“And you cannot remember them?”
“My father not at all; my mother very little.”
“And have you nothing belonging to them?”
“Only one thing. Should you like to see it?”
“Very much.” She still spoke slowly, and with slight hesitation. 266“It was hard for him not to have known his parents,” she added, when John had left the room. “I should like to have known them too. But still—when I know HIM—”
She smiled, tossed back the coronet of curls from her forehead—her proud, pure forehead, that would have worn a coronet of jewels more meekly than it now wore the unadorned honour of being John Halifax’s wife. I wished he could have seen her.
That minute he re-appeared.
“Here, Ursula, is all I have of my parents. No one has seen it, except Phineas there, until now.”
He held in his hand the little Greek Testament which he had showed me years before. Carefully, and with the same fond, reverent look as when he was a boy, he undid the case, made of silk, with ribbon strings—doubtless a woman’s work—it must have been his mother’s. His wife touched it, softly and tenderly. He showed her the fly-leaf; she looked over the inscription, and then repeated it aloud.
“‘Guy Halifax, gentleman.’ I thought—I thought—”
Her manner betrayed a pleased surprise: she would not have been a woman, especially a woman reared in pride of birth, not to have felt and testified the like pleasure for a moment.
“You thought that I was only a labourer’s son: or—nobody’s. Well, does it signify?”
“No,” she cried, as, clinging round his neck and throwing her head back, she looked at him with all her heart in her eyes. “No, it does NOT signify. Were your father the king on his throne, or the beggar in the streets, it would be all the same to me; you would still be yourself—MY husband—MY John Halifax.”
“God bless thee—my own wife that He has given me!” John murmured, through his close embrace.
They had altogether forgotten any one’s presence, dear souls! so I kept them in that happy oblivion by slipping out to 267Jenny in the kitchen, and planning with her how we could at least spare Jem Watkins two days a week to help in the garden, under Mr. Halifax’s orders.
“Only, Jenny,” smiled I, with a warning finger, “no idling and chattering. Young folk must work hard if they want to come to the happy ending of your master and mistress.”
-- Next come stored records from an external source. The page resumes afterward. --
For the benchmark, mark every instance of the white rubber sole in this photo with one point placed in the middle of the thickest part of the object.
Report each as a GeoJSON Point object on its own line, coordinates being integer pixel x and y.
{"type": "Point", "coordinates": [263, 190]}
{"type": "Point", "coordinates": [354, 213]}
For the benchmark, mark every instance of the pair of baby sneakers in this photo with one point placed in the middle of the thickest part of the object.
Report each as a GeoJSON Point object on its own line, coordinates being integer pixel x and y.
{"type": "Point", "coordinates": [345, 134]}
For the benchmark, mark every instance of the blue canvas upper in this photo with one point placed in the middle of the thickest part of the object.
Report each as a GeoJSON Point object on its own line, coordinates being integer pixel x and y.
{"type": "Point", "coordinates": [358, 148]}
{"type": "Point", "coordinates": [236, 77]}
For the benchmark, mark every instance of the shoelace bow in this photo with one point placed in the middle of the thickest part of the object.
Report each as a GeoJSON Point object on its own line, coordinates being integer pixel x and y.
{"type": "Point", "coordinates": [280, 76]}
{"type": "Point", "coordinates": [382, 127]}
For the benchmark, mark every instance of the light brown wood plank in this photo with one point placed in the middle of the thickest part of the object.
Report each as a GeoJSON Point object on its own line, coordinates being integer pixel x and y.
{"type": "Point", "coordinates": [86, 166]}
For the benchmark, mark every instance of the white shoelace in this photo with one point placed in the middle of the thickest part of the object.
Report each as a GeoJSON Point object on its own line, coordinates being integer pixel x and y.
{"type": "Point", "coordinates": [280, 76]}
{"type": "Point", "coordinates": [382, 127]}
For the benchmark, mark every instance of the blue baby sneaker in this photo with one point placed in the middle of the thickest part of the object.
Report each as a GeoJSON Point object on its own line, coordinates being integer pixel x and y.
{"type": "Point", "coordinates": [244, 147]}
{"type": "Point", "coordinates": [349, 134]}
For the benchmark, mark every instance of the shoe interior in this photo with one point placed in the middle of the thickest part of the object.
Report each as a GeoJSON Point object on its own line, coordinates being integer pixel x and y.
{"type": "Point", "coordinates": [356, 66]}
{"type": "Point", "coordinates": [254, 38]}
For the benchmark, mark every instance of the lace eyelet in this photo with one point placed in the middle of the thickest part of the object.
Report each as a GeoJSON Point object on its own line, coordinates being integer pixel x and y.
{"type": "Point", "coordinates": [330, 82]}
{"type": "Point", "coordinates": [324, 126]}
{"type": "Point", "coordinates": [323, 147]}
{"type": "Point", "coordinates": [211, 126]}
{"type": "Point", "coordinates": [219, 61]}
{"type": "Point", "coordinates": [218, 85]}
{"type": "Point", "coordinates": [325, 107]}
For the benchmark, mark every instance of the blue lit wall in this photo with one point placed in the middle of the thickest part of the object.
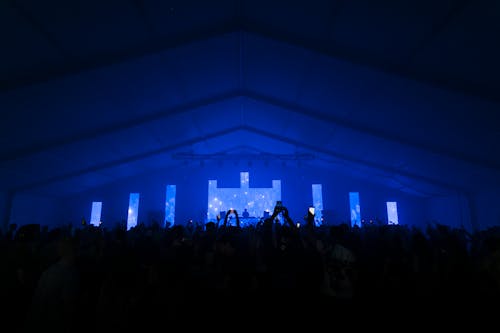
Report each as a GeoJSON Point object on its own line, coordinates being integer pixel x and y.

The little maid grew the colour of her swain’s pet peonies, and promised obedience. Conscientious Jem there was no fear of—all the rosy-cheeked damsels in Christendom would not have turned him aside from one iota of his duty to Mr. Halifax. Thus there was love in the parlour and love in the kitchen. But, I verily believe, the young married couple were served all the better for their kindness and sympathy to the humble pair of sweethearts in the rank below them.
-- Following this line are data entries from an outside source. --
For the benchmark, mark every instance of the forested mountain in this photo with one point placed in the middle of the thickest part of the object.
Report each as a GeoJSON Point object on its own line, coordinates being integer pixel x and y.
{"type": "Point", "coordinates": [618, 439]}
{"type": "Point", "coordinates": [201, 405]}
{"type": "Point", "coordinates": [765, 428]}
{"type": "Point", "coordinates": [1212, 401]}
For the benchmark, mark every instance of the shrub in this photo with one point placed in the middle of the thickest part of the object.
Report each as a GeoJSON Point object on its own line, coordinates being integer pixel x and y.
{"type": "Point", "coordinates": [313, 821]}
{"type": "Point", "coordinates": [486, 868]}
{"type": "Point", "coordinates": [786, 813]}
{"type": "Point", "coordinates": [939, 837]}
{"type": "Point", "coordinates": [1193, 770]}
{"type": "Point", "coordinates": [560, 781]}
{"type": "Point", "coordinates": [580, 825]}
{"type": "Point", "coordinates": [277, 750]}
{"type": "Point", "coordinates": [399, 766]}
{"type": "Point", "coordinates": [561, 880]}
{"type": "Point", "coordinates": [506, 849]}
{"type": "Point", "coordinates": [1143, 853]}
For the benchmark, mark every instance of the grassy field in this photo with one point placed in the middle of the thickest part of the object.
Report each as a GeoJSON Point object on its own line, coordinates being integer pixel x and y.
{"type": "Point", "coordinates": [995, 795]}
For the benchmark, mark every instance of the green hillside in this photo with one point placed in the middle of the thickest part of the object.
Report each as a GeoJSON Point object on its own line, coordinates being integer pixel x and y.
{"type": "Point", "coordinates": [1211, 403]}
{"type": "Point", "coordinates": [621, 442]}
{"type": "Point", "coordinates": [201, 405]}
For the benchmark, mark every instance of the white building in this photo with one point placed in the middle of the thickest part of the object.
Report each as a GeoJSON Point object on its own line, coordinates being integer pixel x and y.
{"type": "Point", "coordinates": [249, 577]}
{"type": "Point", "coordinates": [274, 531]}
John walked home with me—a pleasure I had hardly expected, but which was insisted upon both by him and Ursula. For from the very first of her betrothal there had been a thorough brother-and-sisterly bond established between her and me. Her womanly, generous nature would have scorned to do what, as I have heard, many young wives do—seek to make coldness between her husband and his old friends. No; secure in her riches, in her rightful possession of his whole heart, she took into hers everything that belonged to John, every one he cared for; to be for ever held sacred and beloved, being his, and therefore her own. Thus we were the very best of friends, my sister Ursula and me.
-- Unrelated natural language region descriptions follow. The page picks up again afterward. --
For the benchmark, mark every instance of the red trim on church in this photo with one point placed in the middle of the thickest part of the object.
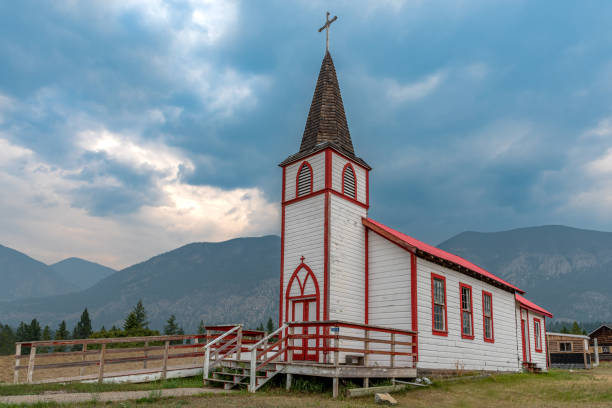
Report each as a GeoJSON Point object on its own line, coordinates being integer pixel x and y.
{"type": "Point", "coordinates": [367, 279]}
{"type": "Point", "coordinates": [347, 165]}
{"type": "Point", "coordinates": [280, 308]}
{"type": "Point", "coordinates": [411, 244]}
{"type": "Point", "coordinates": [297, 178]}
{"type": "Point", "coordinates": [413, 300]}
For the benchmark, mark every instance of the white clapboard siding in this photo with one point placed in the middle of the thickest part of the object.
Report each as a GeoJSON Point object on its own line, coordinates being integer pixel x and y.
{"type": "Point", "coordinates": [317, 162]}
{"type": "Point", "coordinates": [537, 357]}
{"type": "Point", "coordinates": [519, 344]}
{"type": "Point", "coordinates": [338, 163]}
{"type": "Point", "coordinates": [389, 293]}
{"type": "Point", "coordinates": [524, 315]}
{"type": "Point", "coordinates": [452, 352]}
{"type": "Point", "coordinates": [347, 266]}
{"type": "Point", "coordinates": [304, 232]}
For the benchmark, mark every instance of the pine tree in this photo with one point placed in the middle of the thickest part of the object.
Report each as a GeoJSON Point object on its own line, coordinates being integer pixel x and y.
{"type": "Point", "coordinates": [171, 327]}
{"type": "Point", "coordinates": [83, 328]}
{"type": "Point", "coordinates": [270, 326]}
{"type": "Point", "coordinates": [62, 334]}
{"type": "Point", "coordinates": [137, 319]}
{"type": "Point", "coordinates": [22, 332]}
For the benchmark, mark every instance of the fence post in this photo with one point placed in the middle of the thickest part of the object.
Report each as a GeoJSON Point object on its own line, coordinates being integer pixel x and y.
{"type": "Point", "coordinates": [82, 369]}
{"type": "Point", "coordinates": [239, 341]}
{"type": "Point", "coordinates": [17, 363]}
{"type": "Point", "coordinates": [392, 355]}
{"type": "Point", "coordinates": [596, 350]}
{"type": "Point", "coordinates": [101, 369]}
{"type": "Point", "coordinates": [195, 350]}
{"type": "Point", "coordinates": [31, 363]}
{"type": "Point", "coordinates": [165, 363]}
{"type": "Point", "coordinates": [336, 352]}
{"type": "Point", "coordinates": [146, 355]}
{"type": "Point", "coordinates": [253, 371]}
{"type": "Point", "coordinates": [206, 364]}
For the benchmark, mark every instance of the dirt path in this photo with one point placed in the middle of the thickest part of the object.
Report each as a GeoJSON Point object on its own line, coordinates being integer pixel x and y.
{"type": "Point", "coordinates": [107, 396]}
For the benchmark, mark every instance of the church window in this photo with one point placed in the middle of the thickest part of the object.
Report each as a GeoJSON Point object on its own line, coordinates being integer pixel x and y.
{"type": "Point", "coordinates": [349, 183]}
{"type": "Point", "coordinates": [487, 315]}
{"type": "Point", "coordinates": [467, 327]}
{"type": "Point", "coordinates": [438, 297]}
{"type": "Point", "coordinates": [538, 334]}
{"type": "Point", "coordinates": [304, 180]}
John and I talked a little about her—of her rosy looks, which he hoped would not fade in their town dwelling—and of good Mrs. Tod’s wonderful delight at seeing her, when last week they had stayed two days in the dear old cottage at Enderley. But he seemed slow to speak about his wife, or to dilate on a joy so new that it was hardly to be breathed on, lest it might melt into air.
Only when, as we were crossing the street, a fine equipage passed, he looked after it with a smile.
“Grey ponies! she is so fond of long-tailed grey ponies. Poor 268child! when shall I be able to give her a carriage? Perhaps some day—who knows!”
He turned the conversation, and began telling me about the cloth mill—his old place of resort; which he had been over once again when they were at Rose Cottage.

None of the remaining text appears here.